Did you know that 5 year-olds cannot grasp the concept of number?
By standard mathematics you have Natural Numbers, Rational Numbers, Irrational numbers, etc... , but there is no general definition to Number.
Children may not understand the sophisticated manipulations that adults can do with numbers, but they have a simple (and simple is not trivial) point of view of the concepts that can lead to the general definition of Number, as I did in my theory.
A number is the simplest building-block of the researchable.
Your sophisticated manipulations of that building-block, do not allow you to get this beautiful and straightforward simplicity, because your ability to get simple notions was lost over the years of your mathematical sophisticated training.

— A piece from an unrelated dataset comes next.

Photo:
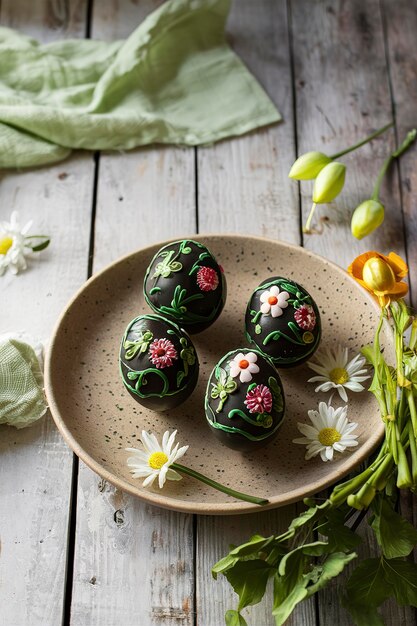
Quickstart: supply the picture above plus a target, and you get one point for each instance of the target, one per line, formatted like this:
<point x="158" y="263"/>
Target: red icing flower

So is the case of a line or a point, they are undefined terms, and understood according different context dependent axiomatic systems that there is no common basis between them accept that they are using the words "Line" and/or "Point".
In other words, there is no generalization of these concepts according to the context dependent paradigm.

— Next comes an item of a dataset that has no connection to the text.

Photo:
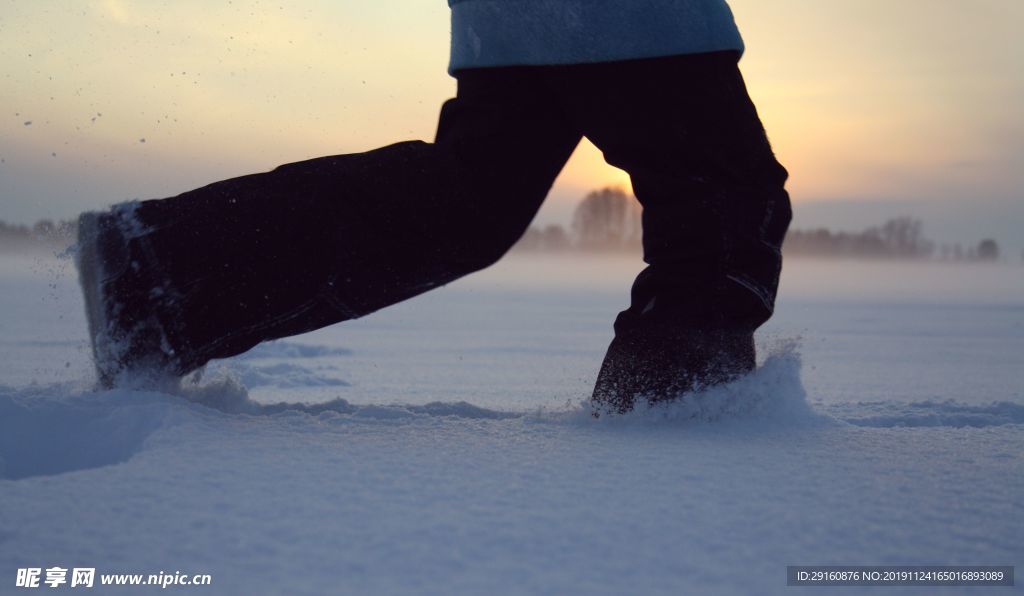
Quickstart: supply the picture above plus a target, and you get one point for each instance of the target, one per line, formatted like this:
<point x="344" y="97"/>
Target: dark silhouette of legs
<point x="214" y="271"/>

Since most of the axiomatic systems are using sets, then the concept of Line is not an
atom, but it is a thing that is defined by other building-blocks (you can call them points or not, but it does not change the fact that a line is not an atom by standard Math.)
Professional mathematicians do not afraid to use Lines and points as related object (only people that have troubles with their abstract abilities avoid it).
For example:
1. Why set theory?
Why do we do set theory in the first place? The most immediately familiar objects of mathematics which might seem to be sets are geometric figures: but the view that these are best understood as sets of points is a modern view. Classical Greeks, while certainly aware of the formal possibility of viewing geometric figures as sets of points, rejected this view because of their insistence on rejecting the actual infinite. Even an early modern thinker like Spinoza could comment that it is obvious that a line is not a collection of points (whereas for us it may hard to see what else it could be) (Ethics, I.15, scholium IV, 96).

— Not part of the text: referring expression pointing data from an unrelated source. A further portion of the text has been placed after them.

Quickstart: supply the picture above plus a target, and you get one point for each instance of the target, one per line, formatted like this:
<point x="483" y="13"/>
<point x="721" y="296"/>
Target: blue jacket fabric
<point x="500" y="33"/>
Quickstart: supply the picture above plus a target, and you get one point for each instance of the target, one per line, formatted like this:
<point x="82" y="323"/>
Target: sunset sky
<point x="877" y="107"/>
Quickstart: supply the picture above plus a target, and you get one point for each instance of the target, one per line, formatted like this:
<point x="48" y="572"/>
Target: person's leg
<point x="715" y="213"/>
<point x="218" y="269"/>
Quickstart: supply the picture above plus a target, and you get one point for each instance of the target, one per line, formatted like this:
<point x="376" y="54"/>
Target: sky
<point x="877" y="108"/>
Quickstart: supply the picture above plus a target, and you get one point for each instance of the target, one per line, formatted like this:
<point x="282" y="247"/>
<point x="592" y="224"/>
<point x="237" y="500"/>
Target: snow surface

http://www.seop.leeds.ac.uk/entries/settheory-alternative/
Prof. Randall Holmes (
http://math.boisestate.edu/~holmes/ )
Hilbert:
I.1: Two distinct points A and B always completely determine a straight line a. ...
(
http://en.wikipedia.org/wiki/Hilbert's_axioms )
Well, Hilbert is wrong, because a non-local element like a line cannot be completely determined by local elements like points.
I explicitly show it by using Symmetry as the basis of non-locality and Asymmetry as the basis of locality.
Furthermore, I explicitly show that Symmetry/ Asymmetry is the basis of Logic itself.